I'd noticed in the dusk the house's strange tendency to warp—to lengthen—shadows to a curious degree. From the bottom of the stairs, perfectly timed so as to c
orrespond to the aforementioned creaking, I watched a long, vaguely man-shaped shadow shift upon the wall opposite the bannister. It remained there only for an instant, receding soundlessly, almost as though its caster had grown aware of my surveillance.
If the intruder made a sound then, I didn't hear it for the bass beat of my heart in my ears.
“Who's there?” My voice lacked the steadiness to make demands, but I did my best to mask my fear.
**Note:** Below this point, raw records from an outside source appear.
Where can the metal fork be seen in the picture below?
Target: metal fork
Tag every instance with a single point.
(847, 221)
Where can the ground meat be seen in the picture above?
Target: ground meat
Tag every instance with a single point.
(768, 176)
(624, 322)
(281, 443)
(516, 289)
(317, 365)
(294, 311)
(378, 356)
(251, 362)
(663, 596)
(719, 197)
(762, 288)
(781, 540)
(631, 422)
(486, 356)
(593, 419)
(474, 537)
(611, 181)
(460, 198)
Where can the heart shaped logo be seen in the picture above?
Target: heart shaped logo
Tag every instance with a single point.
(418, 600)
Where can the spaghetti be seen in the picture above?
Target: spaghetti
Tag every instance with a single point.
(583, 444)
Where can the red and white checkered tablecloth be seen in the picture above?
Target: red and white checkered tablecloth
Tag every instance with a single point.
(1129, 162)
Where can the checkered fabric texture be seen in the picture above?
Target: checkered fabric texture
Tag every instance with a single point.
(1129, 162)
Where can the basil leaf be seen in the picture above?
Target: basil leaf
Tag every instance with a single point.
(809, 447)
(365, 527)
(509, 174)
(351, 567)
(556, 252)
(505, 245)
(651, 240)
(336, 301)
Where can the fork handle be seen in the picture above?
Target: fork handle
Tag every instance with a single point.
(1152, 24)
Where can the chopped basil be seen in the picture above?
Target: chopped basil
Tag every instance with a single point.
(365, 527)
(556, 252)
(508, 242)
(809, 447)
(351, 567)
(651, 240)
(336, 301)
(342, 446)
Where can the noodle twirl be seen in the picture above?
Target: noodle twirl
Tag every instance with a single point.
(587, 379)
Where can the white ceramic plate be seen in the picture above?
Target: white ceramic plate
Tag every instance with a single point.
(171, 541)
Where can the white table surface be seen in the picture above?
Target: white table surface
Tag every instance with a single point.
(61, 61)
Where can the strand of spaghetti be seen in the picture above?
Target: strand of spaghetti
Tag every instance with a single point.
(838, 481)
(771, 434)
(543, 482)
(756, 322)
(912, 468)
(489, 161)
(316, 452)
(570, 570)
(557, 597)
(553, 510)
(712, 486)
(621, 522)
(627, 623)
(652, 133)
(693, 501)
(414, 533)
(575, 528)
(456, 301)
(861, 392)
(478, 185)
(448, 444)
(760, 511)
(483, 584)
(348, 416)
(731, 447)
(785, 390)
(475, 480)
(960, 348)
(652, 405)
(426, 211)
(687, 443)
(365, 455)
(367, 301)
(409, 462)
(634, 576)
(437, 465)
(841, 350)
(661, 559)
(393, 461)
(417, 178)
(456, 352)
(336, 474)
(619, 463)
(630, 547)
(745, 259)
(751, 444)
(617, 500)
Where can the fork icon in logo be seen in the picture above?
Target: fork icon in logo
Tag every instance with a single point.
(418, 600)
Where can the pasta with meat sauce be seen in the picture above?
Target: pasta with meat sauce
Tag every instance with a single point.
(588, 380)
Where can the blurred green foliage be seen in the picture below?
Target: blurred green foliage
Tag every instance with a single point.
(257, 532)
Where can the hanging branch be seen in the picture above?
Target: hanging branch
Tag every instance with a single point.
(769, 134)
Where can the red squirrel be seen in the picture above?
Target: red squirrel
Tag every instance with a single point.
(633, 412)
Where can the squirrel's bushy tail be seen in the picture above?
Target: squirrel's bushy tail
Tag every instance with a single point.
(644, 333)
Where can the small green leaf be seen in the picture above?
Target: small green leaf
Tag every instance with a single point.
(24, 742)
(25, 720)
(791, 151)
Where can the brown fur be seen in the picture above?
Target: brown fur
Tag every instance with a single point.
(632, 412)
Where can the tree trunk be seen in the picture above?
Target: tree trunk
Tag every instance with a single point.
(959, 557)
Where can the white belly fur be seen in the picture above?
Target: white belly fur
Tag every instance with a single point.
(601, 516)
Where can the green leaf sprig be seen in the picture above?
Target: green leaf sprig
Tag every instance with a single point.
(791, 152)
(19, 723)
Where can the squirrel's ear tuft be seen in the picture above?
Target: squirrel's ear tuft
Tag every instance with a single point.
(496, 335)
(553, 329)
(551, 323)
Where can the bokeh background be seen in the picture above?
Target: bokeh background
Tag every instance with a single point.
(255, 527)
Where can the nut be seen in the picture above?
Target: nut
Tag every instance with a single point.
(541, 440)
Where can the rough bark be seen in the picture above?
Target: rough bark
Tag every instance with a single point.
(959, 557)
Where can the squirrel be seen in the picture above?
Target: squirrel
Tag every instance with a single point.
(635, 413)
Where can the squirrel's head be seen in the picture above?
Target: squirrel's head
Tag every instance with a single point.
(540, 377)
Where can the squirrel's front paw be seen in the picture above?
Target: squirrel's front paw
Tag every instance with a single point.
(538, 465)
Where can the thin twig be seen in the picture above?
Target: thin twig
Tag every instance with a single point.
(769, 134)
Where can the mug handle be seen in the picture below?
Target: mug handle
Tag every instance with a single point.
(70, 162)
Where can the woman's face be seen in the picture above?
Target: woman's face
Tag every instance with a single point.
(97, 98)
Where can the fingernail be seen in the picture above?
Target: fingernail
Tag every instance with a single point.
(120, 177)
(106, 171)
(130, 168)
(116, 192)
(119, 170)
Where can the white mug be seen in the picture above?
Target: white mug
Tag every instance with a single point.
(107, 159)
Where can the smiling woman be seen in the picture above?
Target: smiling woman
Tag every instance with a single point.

I clutched hard at the wrench, gave it a shake like I meant to bean someone at the slightest incentive.
There was no reply.
Taking the first few steps hurriedly, loudly, in the hopes of spooking the trespasser into revealing himself, I shouted the question again. “Who's there, damn it? I'm calling the police.”
Recalling that my phone was back in the living room, I lamented at what was in truth an idle threat. Calling the cops would have been a smart thing to do under the circumstances, but doing so now would require me to turn my back on whoever was lurking upstairs. Having made it nearly half-way up, I couldn't afford to risk it. I pressed on.
The shadow did not return, and the intruder made no sound. It was possible he'd taken refuge in one of the rooms, or had his back pressed to a wall. When I had only four steps to go, I mounted them in a single jump, bursting into the upstairs hall and waving around the wrench with an animalistic cry. Somewhere in this chaotic surprise attack, I found the wherewithal to switch on the hall light, too.
The hallway was empty. I looked to the dim-glowing window at the end of the hall, which was likely responsible for the shadow-play, and then to the four doorways. All of them were ajar, as I'd left them.